It has taken 15 years of development, but the 3,307 lb passenger carrying drone has taken its maiden flight over terrain in November 2016.

There were a few minor issues with conflicting data coming from the internal sensors, but on the whole, the flight was a success.

CEO, Rafi Yoeli is adamant that ‘The Cormorant’ will bring about a step change in many areas; “Just imagine a dirty bomb in a city, and chemical substance of something else, and this vehicle can come in robotically, remotely piloted, come into a street and decontaminate the area”.

The only resemblance to a car is the rough size and weight, aside from that, it’s very different. The company has filed 39 patents so far and the propulsion system is all-new; it uses internal rotors rather than a helicopter style blade, this means that it should be safer and easier to get into places where a normal helicopter couldn’t, due to the risk of damaging the blades.

Yoeli says that it will lift around 500 kg (approx. 1,100 lbs) and can travel at up to 115 MPH. It hasn’t yet reached the standard for the Federal Aviation Administration certification, but Yoeli is confident that isn’t an issue.
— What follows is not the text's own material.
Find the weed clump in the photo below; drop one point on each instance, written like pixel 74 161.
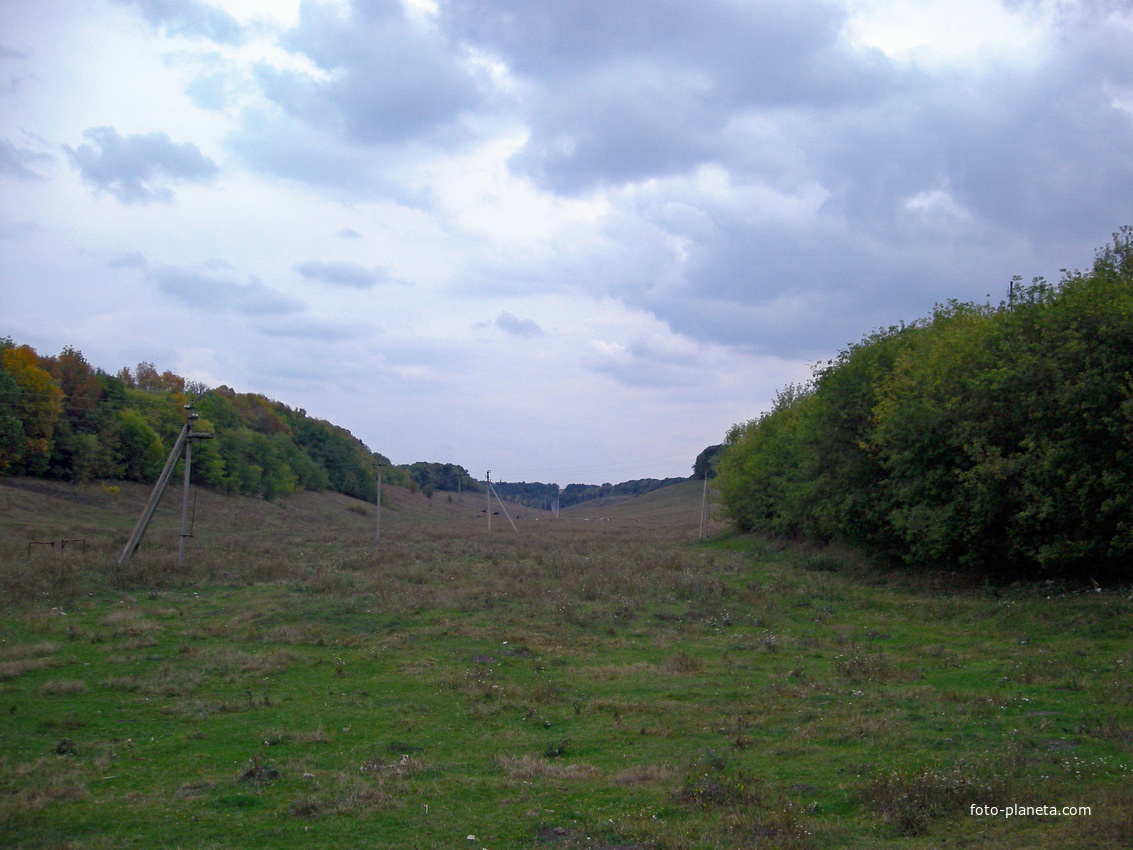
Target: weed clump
pixel 912 800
Urban Aeronautics expect to see the Cormorant (once called the ‘Air Mule’) in full production and ready for sale in 2020, certainly not before that. With 15 years of development and costs to recoup, its surely not going to be cheap; no official pricing structure exists as of yet for the drone, but Yoeli reckons that the total cost of the project so far is in the region of $14,000,000 – that’s some figure to recoup.

The uses (once proven) could be many; Yoeli already sees the drone being used in such scenarios as decontamination, but passenger transport, military transport, even transporting goods are all real possibilities on the cards.

Of course, Yoeli plays down the military aspect as you’d expect, but the possibility is very real.

As the drone flies more test miles, they’re going to iron out the bugs in the system, for their first flight, there were remarkably few issues, Urban Aeronautics are confident that they really were just minor sensor problems.

What do you think of The Cormorant? Is it something you’d fly in?